The stock markets say it all: banking is exposed to the perfect storm. An unfettered spreading of the new coronavirus has untold economic consequences.
With the plunge in the price of crude oil, and further interest rates cuts on the horizon, signs are that the world economy will go in decline before starting to recover. The hopes for an immediate recovery are likely to be dashed.
Nine Focal Points
The consequences for banking are likely to be far-reaching. The industry is facing stark choices and the virus is aggravating the situation further.
These are banking’s focal points:
1. The Narrowing of the Interest Business
The Federal Reserve has taken the lead and European counterparts may follow suit as early as this week: with the economic crisis, interest rates are in for cuts. The Swiss National Bank faces pressure to follow suit, especially if it wants to keep the franc from rising further. Banks will expect to pay more in negative interest to the central bank, at a time, when they will be hard-pressed not to force clients to foot that bill as economic concern is rising and investors balk at trading on the markets. Retail banking will continue to struggle with a narrow interest margin.
2. The Big Client Getaway
When markets plunge, investors are unsettled. The problem for banks: once a client has exited the markets, he isn’t likely to return quickly, if at all. Hence, commission income is down.
A further problem for wealth management is lending, which was a steady source of income in the industry. A crash may yet lead to a margin call and that in turn forces them to either stomp up cash or sell assets. The big question is whether banks were cautious in their lending or whether they now face major defaults.
3. Weak Stock Markets, Weaker Banks
The drop in the share prices of the two big Swiss banks UBS and Credit Suisse implies an operative and strategic weakness, and, what’s more, a loss of faith. The outfall is open. But the two banks, who are exposed to global competition, are on the defensive, especially in comparison with powerful U.S. rivals. Who knows, but the new virus may yet prompt a European consolidation.
4. How to Keep It Going?
Banks, asset managers, and other financial-services firms are fighting hard to keep the business continuity going They have started partitioning the teams that are vital for operations. What this means for a hugely complex firm is difficult to imagine. Systems, administration, internal communication, management functions are exposed to a stress test – but operative chaos is the last thing that banks need.
5. Client Meeting During the Quarantine
Meeting the client more often is the goal of domestic and global banks. UBS even said recently that it wants to get relationship managers to meet clients more often. The coronavirus is in the way of this bid by the bank, with health authorities demanding less social contact. Digital solutions may take the place of meeting in person, but whether the digital services can match the demands of clients. The solutions also need to show how well they face up to the demands of everyday business.

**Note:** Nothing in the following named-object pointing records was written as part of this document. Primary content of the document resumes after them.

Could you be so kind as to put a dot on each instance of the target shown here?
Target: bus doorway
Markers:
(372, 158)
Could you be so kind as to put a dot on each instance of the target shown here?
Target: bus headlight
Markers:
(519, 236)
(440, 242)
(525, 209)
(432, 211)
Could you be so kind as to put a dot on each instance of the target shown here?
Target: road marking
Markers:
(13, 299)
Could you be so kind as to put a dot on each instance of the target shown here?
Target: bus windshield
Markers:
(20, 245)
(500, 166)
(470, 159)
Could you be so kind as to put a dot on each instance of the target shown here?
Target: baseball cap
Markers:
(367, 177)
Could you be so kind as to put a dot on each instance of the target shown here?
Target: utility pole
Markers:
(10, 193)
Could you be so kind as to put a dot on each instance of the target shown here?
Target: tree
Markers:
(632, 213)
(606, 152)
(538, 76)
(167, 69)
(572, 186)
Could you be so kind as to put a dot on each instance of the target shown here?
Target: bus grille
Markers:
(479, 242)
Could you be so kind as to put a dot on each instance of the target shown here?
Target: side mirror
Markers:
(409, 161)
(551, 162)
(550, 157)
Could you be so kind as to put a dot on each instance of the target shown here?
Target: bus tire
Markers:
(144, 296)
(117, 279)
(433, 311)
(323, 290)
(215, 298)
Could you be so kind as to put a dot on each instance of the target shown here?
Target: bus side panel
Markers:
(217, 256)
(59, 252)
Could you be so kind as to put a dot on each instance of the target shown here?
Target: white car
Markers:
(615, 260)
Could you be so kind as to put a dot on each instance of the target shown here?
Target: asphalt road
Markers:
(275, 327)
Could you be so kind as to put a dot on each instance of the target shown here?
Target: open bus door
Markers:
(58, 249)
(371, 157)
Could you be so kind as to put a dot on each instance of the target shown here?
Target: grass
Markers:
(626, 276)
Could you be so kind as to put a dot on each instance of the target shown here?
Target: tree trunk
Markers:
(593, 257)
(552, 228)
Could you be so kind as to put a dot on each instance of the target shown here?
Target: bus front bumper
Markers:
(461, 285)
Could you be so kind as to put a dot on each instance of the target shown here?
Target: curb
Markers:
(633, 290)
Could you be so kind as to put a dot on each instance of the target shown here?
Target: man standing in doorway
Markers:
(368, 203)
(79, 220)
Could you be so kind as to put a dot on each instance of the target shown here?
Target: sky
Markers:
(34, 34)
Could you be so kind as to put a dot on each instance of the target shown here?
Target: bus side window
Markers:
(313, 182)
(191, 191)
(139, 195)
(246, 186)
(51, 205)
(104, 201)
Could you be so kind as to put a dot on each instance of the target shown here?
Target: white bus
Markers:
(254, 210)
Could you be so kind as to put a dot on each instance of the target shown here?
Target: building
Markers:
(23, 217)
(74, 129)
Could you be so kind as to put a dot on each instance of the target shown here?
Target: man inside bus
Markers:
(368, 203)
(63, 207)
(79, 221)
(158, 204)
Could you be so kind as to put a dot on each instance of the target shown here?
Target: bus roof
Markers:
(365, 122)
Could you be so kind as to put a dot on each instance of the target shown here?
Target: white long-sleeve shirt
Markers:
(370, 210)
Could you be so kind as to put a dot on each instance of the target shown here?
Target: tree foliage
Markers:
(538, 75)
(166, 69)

6. Lack of Resources Left for Digital Transformation
Technical solutions including video telephony, the Blockchain, and digital relationship managers are welcome tools at a time of droplet infections. But the necessary investments and the capital needed to develop such services are scarce. A decline in revenue will aggravate the problem. Banks will witness a lack in budget to pursue the digital transformation.
7. Oil Crisis
Russia, Mexico, and the Middle East are important markets for wealth management. A major share of the assets available in those regions is closely linked to the oil price, which hasn’t drop as much in almost thirty years.
While the currencies in countries that produce oil fall versus the franc, the fees of banks exposed to those markets are likely to sag.
8. Property Earthquake
The real estate business is likely to be affected by a recession. UBS economists on Monday reported that the central bank hardly has enough room for maneuver to counter major property market upheaval. Lower rates tend to support homeowners, while businesses face an increase in empty office space. This will reveal how careful the banks calculated their risks when deciding on mortgages.
9. Private Banks: When the Going Gets Tough
The long bull market provided private banks with the tailwind needed to prepare for tougher times. Not all will have used the good times to the best effect.
Those private banks that failed to save for dire years or laid claim to a specific part of the business, won’t likely survive a new major crisis. A country with a saturated banking industry may yet emerge stronger from a period of consolidation.